Das ist das Ergebnis der umfangreichen Netzstudie der Deutschen Energieagentur (Dena), die am Dienstag in Berlin vorgestellt wurde. Gesellschafter der Dena sind der Staat sowie staatliche und private Banken und Versicherungen. An der Netzstudie haben Bundesministerien, Stromkonzerne, Industrieunternehmen und Energieverbände mitgearbeitet. Umweltverbände kritisierten die Studie.

"Deutschland setzt zu Recht auf erneuerbare Energien", so Dena-Geschäftsführer Stephan Kohler. "Aber der Ausbau der Erneuerbaren stellt das Energiesystem auch vor große Herausforderungen." So müsse der Windstrom von Anlagen in Nord- und Ostsee sowie aus Ostdeutschland in die dicht besiedelten und wirtschaftsstarken Regionen im Süden und Westen Deutschland gebracht werden.

Zudem müssten konventionelle Kraftwerke so modernisiert werden, dass sie sich mit den Erneuerbaren ergänzen können. Auch die Verbraucher in Industrie und Haushalt müssten umdenken - und ihren Energiekonsum dem Angebot anpassen. Kohler: "Im Haushalt kann das heißen, dass die Waschmaschine dann läuft, wenn der Wind weht oder die Sonne scheint." Auch die Metereologen werden wichtiger. Denn je genauer Wind- und Sonnenscheinvorhersagen sind, umso leichter lassen sich Stromangebot und -nachfrage in Einklang bringen - was wiederum den notwendigen Netzausbau reduziert.

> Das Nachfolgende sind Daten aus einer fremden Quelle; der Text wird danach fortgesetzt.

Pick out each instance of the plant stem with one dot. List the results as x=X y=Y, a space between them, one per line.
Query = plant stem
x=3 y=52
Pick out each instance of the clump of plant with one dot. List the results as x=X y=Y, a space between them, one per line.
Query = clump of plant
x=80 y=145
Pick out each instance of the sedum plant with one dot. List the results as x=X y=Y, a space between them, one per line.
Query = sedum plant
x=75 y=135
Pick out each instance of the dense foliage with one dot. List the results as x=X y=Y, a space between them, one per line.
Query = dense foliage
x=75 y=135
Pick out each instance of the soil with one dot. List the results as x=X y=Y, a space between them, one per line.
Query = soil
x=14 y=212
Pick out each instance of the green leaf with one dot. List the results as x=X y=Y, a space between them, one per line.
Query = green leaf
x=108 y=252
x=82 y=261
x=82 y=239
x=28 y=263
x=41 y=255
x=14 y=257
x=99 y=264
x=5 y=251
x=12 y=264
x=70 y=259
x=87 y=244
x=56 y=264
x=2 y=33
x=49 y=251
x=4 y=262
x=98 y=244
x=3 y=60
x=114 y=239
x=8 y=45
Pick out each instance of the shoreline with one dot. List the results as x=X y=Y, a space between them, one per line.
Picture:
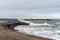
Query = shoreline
x=8 y=34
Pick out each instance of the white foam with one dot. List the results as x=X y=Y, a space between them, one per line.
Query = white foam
x=37 y=31
x=36 y=24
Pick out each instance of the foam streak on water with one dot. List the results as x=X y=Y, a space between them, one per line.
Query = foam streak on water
x=42 y=30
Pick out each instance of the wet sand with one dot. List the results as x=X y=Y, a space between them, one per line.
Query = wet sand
x=7 y=34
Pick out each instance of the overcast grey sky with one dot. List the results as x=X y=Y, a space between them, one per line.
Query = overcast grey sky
x=28 y=8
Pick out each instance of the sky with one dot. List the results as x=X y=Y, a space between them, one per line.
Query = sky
x=29 y=8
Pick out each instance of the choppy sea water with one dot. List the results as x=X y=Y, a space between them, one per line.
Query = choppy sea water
x=45 y=29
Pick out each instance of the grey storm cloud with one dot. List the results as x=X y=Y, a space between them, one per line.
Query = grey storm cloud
x=22 y=8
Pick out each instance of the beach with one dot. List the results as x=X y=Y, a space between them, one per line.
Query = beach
x=7 y=34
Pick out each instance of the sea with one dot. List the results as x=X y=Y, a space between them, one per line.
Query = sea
x=47 y=28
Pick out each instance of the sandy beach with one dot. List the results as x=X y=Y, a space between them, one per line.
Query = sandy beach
x=7 y=34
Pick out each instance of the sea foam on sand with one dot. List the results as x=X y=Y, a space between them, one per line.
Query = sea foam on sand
x=47 y=32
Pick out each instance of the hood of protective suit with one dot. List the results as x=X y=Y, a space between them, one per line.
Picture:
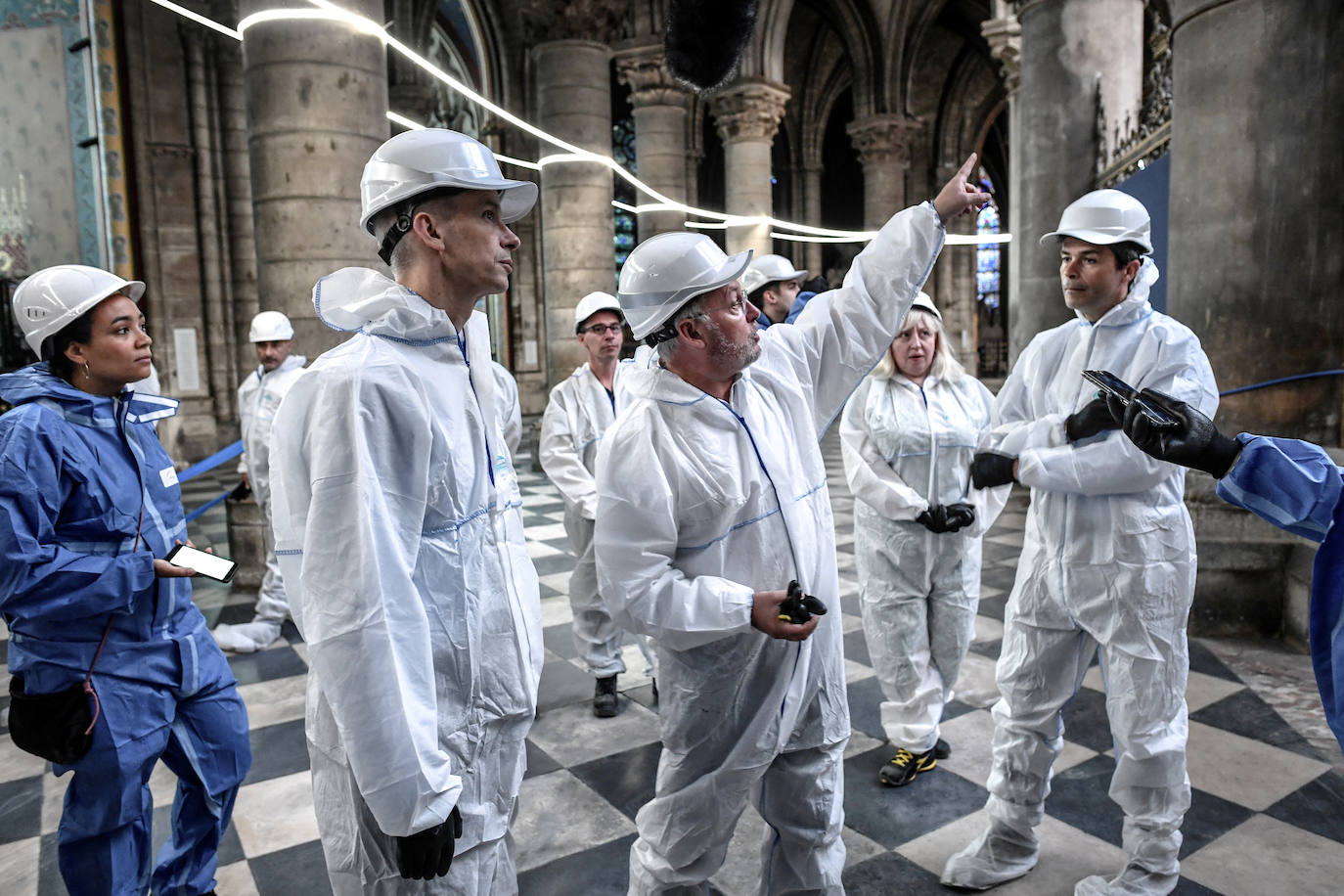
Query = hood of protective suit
x=363 y=299
x=38 y=381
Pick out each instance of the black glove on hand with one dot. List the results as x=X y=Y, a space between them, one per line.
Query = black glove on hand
x=934 y=518
x=428 y=853
x=1195 y=442
x=960 y=515
x=1093 y=418
x=991 y=469
x=798 y=607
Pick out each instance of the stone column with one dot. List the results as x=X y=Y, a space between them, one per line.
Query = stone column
x=316 y=112
x=574 y=103
x=812 y=215
x=660 y=113
x=1066 y=46
x=747 y=113
x=883 y=147
x=1253 y=240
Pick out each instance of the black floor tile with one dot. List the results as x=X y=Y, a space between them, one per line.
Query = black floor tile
x=1208 y=819
x=538 y=760
x=21 y=808
x=865 y=708
x=560 y=640
x=1319 y=806
x=604 y=871
x=1203 y=659
x=890 y=874
x=1080 y=797
x=1086 y=722
x=1247 y=715
x=266 y=665
x=856 y=648
x=894 y=816
x=298 y=870
x=625 y=780
x=277 y=749
x=562 y=684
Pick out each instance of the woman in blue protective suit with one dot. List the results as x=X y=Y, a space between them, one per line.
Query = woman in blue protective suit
x=90 y=506
x=908 y=435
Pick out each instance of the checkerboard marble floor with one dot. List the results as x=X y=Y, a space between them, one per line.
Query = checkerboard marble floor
x=1268 y=813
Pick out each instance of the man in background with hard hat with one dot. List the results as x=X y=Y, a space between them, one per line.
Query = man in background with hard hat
x=1107 y=561
x=772 y=284
x=258 y=399
x=711 y=500
x=399 y=529
x=579 y=411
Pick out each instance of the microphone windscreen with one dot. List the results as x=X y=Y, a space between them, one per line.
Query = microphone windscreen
x=706 y=38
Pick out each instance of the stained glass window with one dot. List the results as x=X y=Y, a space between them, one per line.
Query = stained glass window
x=988 y=254
x=622 y=150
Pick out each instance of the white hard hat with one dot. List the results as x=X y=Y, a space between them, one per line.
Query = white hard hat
x=768 y=269
x=667 y=272
x=1102 y=218
x=923 y=302
x=270 y=327
x=420 y=161
x=53 y=297
x=592 y=304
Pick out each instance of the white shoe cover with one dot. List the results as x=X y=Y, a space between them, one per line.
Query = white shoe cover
x=246 y=639
x=995 y=857
x=1133 y=880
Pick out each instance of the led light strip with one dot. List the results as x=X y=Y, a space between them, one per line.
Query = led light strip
x=328 y=11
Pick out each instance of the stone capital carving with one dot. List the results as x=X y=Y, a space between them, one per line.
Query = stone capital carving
x=599 y=21
x=883 y=140
x=749 y=109
x=1005 y=38
x=650 y=79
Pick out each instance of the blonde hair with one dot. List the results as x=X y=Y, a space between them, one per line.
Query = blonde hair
x=945 y=364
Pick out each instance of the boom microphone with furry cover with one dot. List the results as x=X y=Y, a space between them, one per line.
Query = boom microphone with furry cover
x=706 y=38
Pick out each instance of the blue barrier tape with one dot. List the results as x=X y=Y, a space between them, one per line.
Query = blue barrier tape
x=210 y=504
x=1286 y=379
x=211 y=463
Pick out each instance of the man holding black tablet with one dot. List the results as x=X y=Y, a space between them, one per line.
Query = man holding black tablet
x=1107 y=561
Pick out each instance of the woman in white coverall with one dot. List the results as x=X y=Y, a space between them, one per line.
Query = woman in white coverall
x=908 y=437
x=399 y=531
x=707 y=507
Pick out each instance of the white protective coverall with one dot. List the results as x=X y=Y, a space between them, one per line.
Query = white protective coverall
x=398 y=525
x=905 y=448
x=578 y=414
x=258 y=399
x=703 y=503
x=1107 y=561
x=510 y=414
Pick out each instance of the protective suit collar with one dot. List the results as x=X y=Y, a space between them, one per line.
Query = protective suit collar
x=36 y=381
x=359 y=298
x=1135 y=305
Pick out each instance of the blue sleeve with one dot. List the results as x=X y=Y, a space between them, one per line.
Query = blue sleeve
x=39 y=578
x=1293 y=485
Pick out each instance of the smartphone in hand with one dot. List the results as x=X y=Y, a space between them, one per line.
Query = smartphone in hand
x=207 y=564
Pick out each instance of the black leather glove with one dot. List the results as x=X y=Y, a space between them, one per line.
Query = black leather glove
x=798 y=607
x=934 y=518
x=991 y=469
x=960 y=515
x=1195 y=442
x=428 y=853
x=1093 y=418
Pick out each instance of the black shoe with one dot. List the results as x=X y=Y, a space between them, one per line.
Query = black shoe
x=604 y=697
x=904 y=767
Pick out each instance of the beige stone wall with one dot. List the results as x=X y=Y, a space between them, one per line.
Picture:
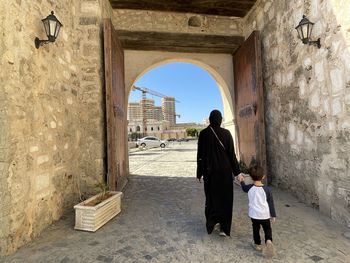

Der hat es laut Dena in sich. Bei der Verwendung von etablierter 380-Kilovolt-Freileitungstechnik müssten bis zum Jahr 2020 rund 3.600 Kilometer Höchstspannungstrassen gebaut werden - gegen die es in betroffenen Regionen Widerstand gibt. Die Kosten dafür betrügen insgesamt 9,7 Milliarden Euro. Weniger Neubau wäre laut Dena nötig, wenn Hochtemperaturleitseile eingesetzt würden: Bei dieser Variante müssten 1.700 Kilometer neu gebaut und 5.700 Kilometer bestehende Leitungen umgerüstet werden. Das würde 17 Milliarden Euro kosten. Zudem wären Übertragungsverluste und Betriebskosten dabei deutlich höher. Eine weitere Variante mit Einsatz von Gleichstrom-Erdkabeln wäre mit bis zu 29 Milliarden Euro noch teurer.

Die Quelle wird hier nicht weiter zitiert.